Some caveats before we being:
- ChatGPT itself is more of a research preview, and is based upon AI tech that’s been worked on over the past few years by OpenAI, so an overnight success years in the making type of deal.
- Any business world use of it would need to be commercialized.
- Generative AI is built upon tons of training already done to the dataset, everything created has existed in some form previously, though what is generated is completely unique to that moment. That means any bias, accuracies, or inaccuracies from the dataset is passed on in the output.
- At current time of publishing I haven’t taken high res screenshots (Old Macbook Air life), those will come later. Sorry if you read right away!
The product I support, Postmark, our primary audience is developers. We’re an Email API and our entire service is well-documented on our product site. That’s to say we’re perfect for a programming-knowing generative AI that’s about to take over the world to crawl and index into it’s dataset.
Sometimes our support is information about our pricing that I have the answer memorized, other times it’s a pretty in-depth question about our PHP Library that requires reviewing the customer’s code and our library to find a solution.
Asking ChatGPT technical questions like what was wrong with JSON I used and it spotted the answer and suggested the correct solution.
Similarly goes for asking for our size limits.
While I didn’t grab a screenshot of it, you could even say “sell me on Postmark’s Email API in the voice of Chris Rock” and it would generate a response as if it came from Chris Rock.
Some of these responses were in the uncanny valley in accuracy and speed, there was effectively no latency. And heck ability to set the tone is amazing. It’s not hard to imagine feeding it my last 1,000 tickets and coming up with a voice that sounds like mine.
Where it gets it wrong
While ChatGPT clearly has some knowledge, there are some issues as you dig deeper.

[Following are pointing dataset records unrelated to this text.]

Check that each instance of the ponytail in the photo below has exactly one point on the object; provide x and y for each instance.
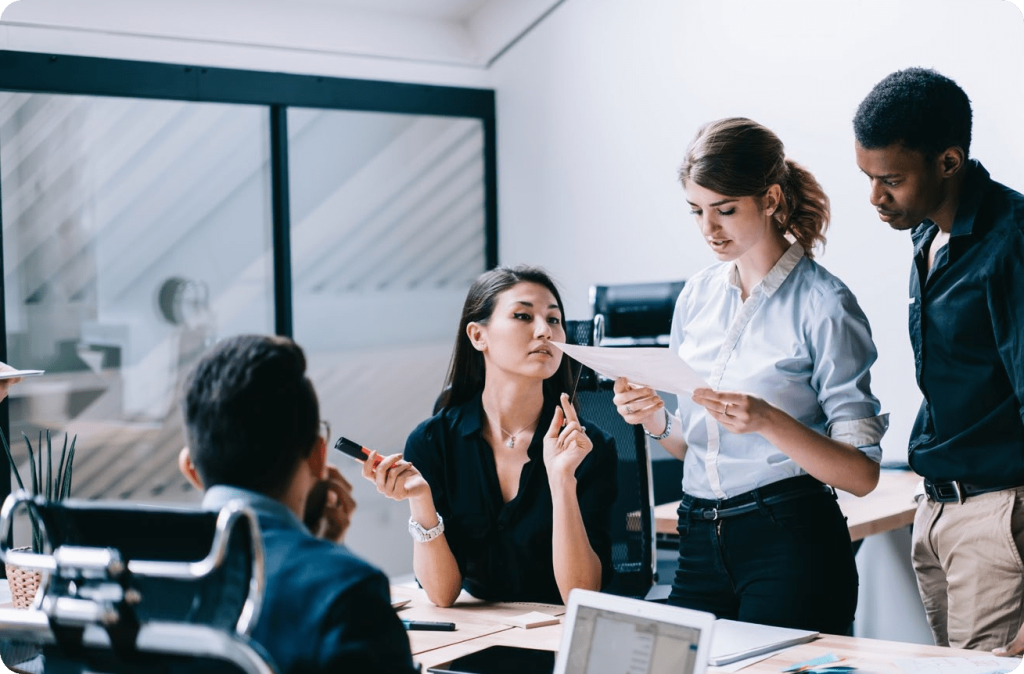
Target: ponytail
(805, 214)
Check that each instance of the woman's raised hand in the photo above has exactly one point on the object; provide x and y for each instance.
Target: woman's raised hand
(739, 413)
(638, 405)
(394, 477)
(565, 444)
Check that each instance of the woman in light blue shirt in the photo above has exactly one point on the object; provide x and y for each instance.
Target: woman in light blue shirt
(790, 414)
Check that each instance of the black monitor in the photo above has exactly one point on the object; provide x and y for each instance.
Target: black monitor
(636, 310)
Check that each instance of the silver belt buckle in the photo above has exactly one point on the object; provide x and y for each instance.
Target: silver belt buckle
(948, 492)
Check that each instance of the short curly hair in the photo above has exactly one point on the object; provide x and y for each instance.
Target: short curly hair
(918, 108)
(251, 413)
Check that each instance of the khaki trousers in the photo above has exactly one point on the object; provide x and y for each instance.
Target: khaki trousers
(968, 560)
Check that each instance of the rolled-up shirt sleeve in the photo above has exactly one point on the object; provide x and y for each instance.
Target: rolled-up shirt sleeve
(843, 353)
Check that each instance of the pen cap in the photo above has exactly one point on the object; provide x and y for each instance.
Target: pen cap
(353, 450)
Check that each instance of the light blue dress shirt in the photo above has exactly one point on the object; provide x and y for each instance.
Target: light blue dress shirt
(219, 495)
(800, 341)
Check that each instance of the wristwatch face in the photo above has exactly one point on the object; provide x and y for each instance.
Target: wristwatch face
(423, 535)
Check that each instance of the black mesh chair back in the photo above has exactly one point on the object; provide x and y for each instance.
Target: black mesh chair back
(131, 588)
(633, 512)
(182, 536)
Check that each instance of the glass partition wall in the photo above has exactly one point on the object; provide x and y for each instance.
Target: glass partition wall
(135, 233)
(150, 210)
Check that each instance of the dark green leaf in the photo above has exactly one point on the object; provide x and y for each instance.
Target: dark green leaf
(49, 467)
(66, 486)
(10, 461)
(60, 468)
(32, 466)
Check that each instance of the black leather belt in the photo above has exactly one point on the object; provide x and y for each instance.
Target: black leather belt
(786, 490)
(955, 491)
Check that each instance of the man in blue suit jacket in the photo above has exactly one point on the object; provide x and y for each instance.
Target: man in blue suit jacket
(253, 425)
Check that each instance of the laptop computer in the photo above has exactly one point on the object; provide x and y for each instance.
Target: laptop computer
(606, 633)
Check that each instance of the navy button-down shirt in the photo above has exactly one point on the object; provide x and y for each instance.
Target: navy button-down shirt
(967, 328)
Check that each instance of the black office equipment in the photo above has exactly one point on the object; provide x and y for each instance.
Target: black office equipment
(640, 311)
(139, 589)
(633, 512)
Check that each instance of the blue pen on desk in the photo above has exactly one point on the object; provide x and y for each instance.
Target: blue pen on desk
(427, 625)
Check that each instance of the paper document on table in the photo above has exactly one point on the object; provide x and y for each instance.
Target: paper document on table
(655, 367)
(980, 665)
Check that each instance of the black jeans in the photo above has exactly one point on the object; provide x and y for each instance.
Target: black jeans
(788, 564)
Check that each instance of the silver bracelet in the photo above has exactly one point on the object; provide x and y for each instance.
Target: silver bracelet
(668, 428)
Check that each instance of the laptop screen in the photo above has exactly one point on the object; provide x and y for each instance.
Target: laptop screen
(611, 641)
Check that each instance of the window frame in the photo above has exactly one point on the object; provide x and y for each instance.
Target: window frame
(57, 74)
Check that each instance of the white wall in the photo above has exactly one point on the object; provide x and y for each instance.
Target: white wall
(595, 109)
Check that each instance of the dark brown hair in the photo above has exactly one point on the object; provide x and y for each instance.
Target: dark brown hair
(466, 372)
(737, 157)
(251, 413)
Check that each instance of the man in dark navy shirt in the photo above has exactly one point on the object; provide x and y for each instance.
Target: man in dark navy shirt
(253, 426)
(967, 328)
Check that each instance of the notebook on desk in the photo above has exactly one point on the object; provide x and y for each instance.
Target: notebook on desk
(606, 633)
(734, 641)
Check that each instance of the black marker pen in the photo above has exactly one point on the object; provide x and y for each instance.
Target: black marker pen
(427, 625)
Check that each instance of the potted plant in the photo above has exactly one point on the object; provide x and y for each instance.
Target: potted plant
(51, 485)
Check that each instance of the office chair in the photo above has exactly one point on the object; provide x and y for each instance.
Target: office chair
(633, 512)
(138, 589)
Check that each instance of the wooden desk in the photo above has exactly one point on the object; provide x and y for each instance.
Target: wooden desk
(889, 506)
(474, 620)
(871, 656)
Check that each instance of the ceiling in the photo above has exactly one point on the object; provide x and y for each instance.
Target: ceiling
(470, 33)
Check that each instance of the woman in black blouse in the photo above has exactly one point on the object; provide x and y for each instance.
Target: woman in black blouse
(510, 493)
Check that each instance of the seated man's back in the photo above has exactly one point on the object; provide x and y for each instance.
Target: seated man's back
(324, 608)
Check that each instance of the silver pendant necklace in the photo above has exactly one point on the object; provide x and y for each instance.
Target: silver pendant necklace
(510, 443)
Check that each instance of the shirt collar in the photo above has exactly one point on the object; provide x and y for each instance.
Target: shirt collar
(967, 210)
(777, 275)
(217, 497)
(470, 414)
(970, 199)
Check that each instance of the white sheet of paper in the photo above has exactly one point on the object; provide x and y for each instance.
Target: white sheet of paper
(652, 366)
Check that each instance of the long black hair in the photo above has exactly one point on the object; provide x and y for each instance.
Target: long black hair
(466, 372)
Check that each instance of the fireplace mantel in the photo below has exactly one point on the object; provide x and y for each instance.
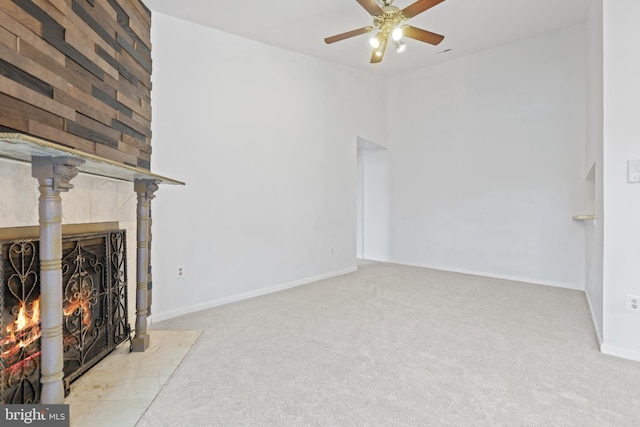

For instance, when asking ChatGPT how many Tags I can add to a message sent by Postmark it incorrectly answers 50, and when asking for a code snippet on how to do that, it provides syntax that wouldn’t work with our API.
Asking it how to make an XML request to our API (which we don’t support), it happily generates a code snippet that looks correct.
The same goes for a feature that we have called “Inbound Processing” where the response was nonsensical.
While this is incredibly powerful, the inaccurate answers look and feel just like the accurate ones so it’s hard to distinguish the two. Not great. I will also note that if this were to be used for Postmark, we could train it to avoid these mistakes, though with humans there are very long tail of questions they can ask that would cause weird answers like the the ones generated above.
In 2016 I went to a talk covering automated vehicles and their future put on by someone from the National Advanced Driving Simulator. The talk included a demonstration of a Level 2 autonomous Volvo (lane keep assist, adaptive cruise control, etc.). And soon after that, the city I live in was designated as one of 10 proving grounds by the U.S. Department of Transportation for autonomous vehicles.
For a period of time, it felt like we were on the cusp of a high automation future for driving where few would actively drive.
Where are we now? The US disbanded the autonomous proving grounds idea and Volvo has yet to sell a Level 3 autonomous vehicle. The futuristic world of the car driving itself is a far-off dream (and believed impossible by some).
What is happening is the technology I saw in 2016 has found its way into nearly every car, not just luxury Volvo. Toyota’s entry-level car, a $22k USD Corolla comes with Level 2 autonomous features.
The bull case
While it feels like the profession of support is on the cusp of being wiped out overnight, I think this technology will be closer to the adoption of autonomous driving.
If this is successfully commercialized there are a lot of questions that will become low-hanging fruit for an AI system like this to answer. Help Desk software, like your ZenDesk or Help Scout of the world will build in conversational AIs into their core feature set. While that’s a little scary to type out, that’s a net gain as it’ll empower folks to work on more complex cases and hopefully let folks be more productive instead of answering the same question over and over.
There might be a “heads-up display” feature that could be used before escalating a ticket. I’m imagining something like the Chat AI being able to take in past conversations and suggest a path forward without having to pull in a developer. Think: Instead of Grammarly suggesting syntax changes, a bot suggesting a way to rewrite the entire email reply.
Similarly for complex questions, it might make a suggestion for how to solve with quick editing by someone that can verify accuracy. Kinda like pair programming, but for support.
There’ll be cottage industries to “SEO” your content/information to get pulled in. Also, imagine adversarial content being created with the hope of making a competitor’s information inaccurate. Want to hurt your competitor? Fill up GitHub with bad code examples of how to use their service as open source libraries!
The bear case
Looking at the incorrect answers ChatGPT gave me, I could instantly recognize they were wrong. But somewhere in the datasets that everything is generated from, those answers are there. There are also very real questions around the legality around how OpenAI gets some of it’s datasets. Along with GDPR concerns, and if chats are reviewed by OpenAI employees after the fact for AI grading.
Putting myself in the shoes of something deciding to using something like this, it’d be pretty hard to sign-off on saying yes if it’ll happily provide very convincing incorrect answers. We may find out that the last mile of some of these chat bots are the hardest as there’s a long tail of inaccuracies that are hard to fix.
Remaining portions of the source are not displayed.